To conclude my Swedish saga, while I had a captive audience at one of my two-hour 'seminars', I told them a tale which I don't believe I've ever put into print before. Years ago, I picked up the phone and an accented mannish voice in a lilting singsong said, "My name is Karl Gustav Chindberg. I yoost flew in from Schvaiden. I vunder cood I meet chu?"

"Why, yes," I said, "where are you?"

"Noo Yourk."

"Well, I guess you aren't going to be here in the next ten minutes then!"

When he eventually arrived at the Los Angeles airport, my wife Wendy and I picked him up there and immediately warmed up to him. We kept him in our home for two or three days and on our last night together we were driving down what is known as Restaurant Row, a mile-long stretch with about a hundred different eating establishments on it, Karl said, "I vunder, vood chu like a midnight snake?"


"You know, a little something to eat -- a midnight snake."

Well, we didn't let on he was mispronouncing 'snack' and accepted his offer. The next day we were wrapping gifts of some duplicate books and magazines from my collection to mail home to him when he noticed my return address (at that time): 915 S. Sherbourne Dr. He looked puzzled. "Who vas Doktor Sherbourne?" he asked.
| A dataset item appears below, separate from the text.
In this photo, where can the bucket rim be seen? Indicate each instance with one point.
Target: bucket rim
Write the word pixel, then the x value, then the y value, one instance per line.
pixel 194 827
I realized he was confusing the abbreviation for 'Drive' with the medical profession, and so with a straight face, explained, "Oh, he was the man who drove all the midnight snakes out of this territory!"

Several years later, Wendy and I were in Sweden and visited Karl in his baronial manor. There was a lake and a forest on his land and a private cemetery where for 200 years servants had been buried. After a sumptuous dinner and a chat, I was waiting out in the auto when Wendy came running to me and cried, "Come! You have to see this!" Karl, with a quixotic sense of humor, had had a wall painted like a mural with a knight on a horse chasing midnight snakes!

This is not a shaggy dog story, it's absolutely true! But with that, I say Hej då, Adjö, or Farewell, to Sweden, with happy memories of Sci-Fi Forry Fans who are real Swedenhearts!